Ein Bewohner von Carcosa

Die Dinge, die bleiben

Pembroke

Ronald Malfi

Von außen wirkte Pembrokes Laden für gebrauchte und seltene Bücher eher unscheinbar. Das kleine Geschäft hatte einen engen Platz zwischen einer traurigen Bierstube und der Filiale einer Hypothekenbank an einem von Klinker dominierten Boulevard in der historischen Altstadt von Ellicott City. Der Inhaber, Arthur Pembroke, war seit fast drei Jahrzehnten an diesem Platz im Geschäft, doch trotz des Bekanntheitsgrads der Buchhandlung als fester Bestandteil des Viertels fanden nur wenige Besucher den Weg in den Laden. Es wussten sogar nur wenige Menschen, dass es ihn gab. Das kam Pembroke nur gelegen: er war Mitte sechzig und sein Leben lang Junggeselle geblieben. So hatte er seine größte Freude an den ruhigen Nachmittagen im Laden, an denen er unbehelligt von Touristen oder den gelegentlichen Möchtegernkunstfreunden blieb, die nur die Regale durchstöberten, aber letztlich doch nichts kauften. Pembroke zahlte nicht viel Miete, die Betriebskosten waren überschaubar und Personal hatte er auch keines zu bezahlen, abgesehen von Tom DeLilly, der dienstags und donnerstags vorbeikam, um den Laden in Ordnung zu bringen.

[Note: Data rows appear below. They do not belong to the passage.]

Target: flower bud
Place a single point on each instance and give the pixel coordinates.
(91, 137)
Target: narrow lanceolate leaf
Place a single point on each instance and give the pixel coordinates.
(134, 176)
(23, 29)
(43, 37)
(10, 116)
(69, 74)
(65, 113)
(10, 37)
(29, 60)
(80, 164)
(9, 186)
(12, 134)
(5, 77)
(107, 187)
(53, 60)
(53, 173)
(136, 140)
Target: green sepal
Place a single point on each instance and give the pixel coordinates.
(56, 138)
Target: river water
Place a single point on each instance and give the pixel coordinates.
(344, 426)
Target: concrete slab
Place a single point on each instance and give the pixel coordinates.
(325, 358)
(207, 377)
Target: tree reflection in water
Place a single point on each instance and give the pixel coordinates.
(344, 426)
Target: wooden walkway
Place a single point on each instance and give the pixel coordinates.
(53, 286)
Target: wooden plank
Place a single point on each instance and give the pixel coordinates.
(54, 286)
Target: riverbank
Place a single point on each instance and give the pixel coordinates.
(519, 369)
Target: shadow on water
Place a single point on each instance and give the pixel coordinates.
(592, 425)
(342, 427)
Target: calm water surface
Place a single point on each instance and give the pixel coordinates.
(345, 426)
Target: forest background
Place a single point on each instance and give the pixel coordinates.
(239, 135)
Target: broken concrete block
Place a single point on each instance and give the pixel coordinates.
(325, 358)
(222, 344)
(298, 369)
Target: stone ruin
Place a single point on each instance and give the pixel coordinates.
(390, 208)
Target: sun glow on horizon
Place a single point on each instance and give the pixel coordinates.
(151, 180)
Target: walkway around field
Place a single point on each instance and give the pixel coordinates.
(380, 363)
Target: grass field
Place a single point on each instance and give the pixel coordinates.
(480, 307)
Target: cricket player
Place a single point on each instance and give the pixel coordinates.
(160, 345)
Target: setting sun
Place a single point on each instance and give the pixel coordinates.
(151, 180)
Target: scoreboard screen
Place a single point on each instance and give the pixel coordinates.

Wovon Pembroke eigentlich lebte, waren die wenigen treuen Stammkunden, zu denen er mit den Jahren ein Verhältnis auf höflicher, aber rein professioneller Ebene aufgebaut hatte – passionierte Sammler seltener Bücher, die den Buchladen gelegentlich aufsuchten, wenn sie besondere Wünsche an Pembroke richteten (die sie auf reichlich verschwörerische und höchst verdächtige Art äußerten, als seien sie auf der Suche nach illegalen Geschäften). Jemand hat zum Beispiel von einem ganz speziellen Buch über Hexenkunst gehört – ob Pembroke wohl eine Ausgabe auftreiben könne? Oder jemand hat Interesse an einem außergewöhnlichen rumänischen Werk über Schwarze Magie – ob sich da etwas machen ließe? Ein anderer hingegen hat vielleicht die Befürchtung, seine Frau gehe ihm fremd und ihm seien Gerüchte zu Ohren gekommen, es gebe ein Buch, das ihm auf die eine oder andere Art behilflich sein könne (ohne dass die untreue Gattin dabei zu Schaden kommt, natürlich) – möglicherweise könne Pembroke ihm helfen?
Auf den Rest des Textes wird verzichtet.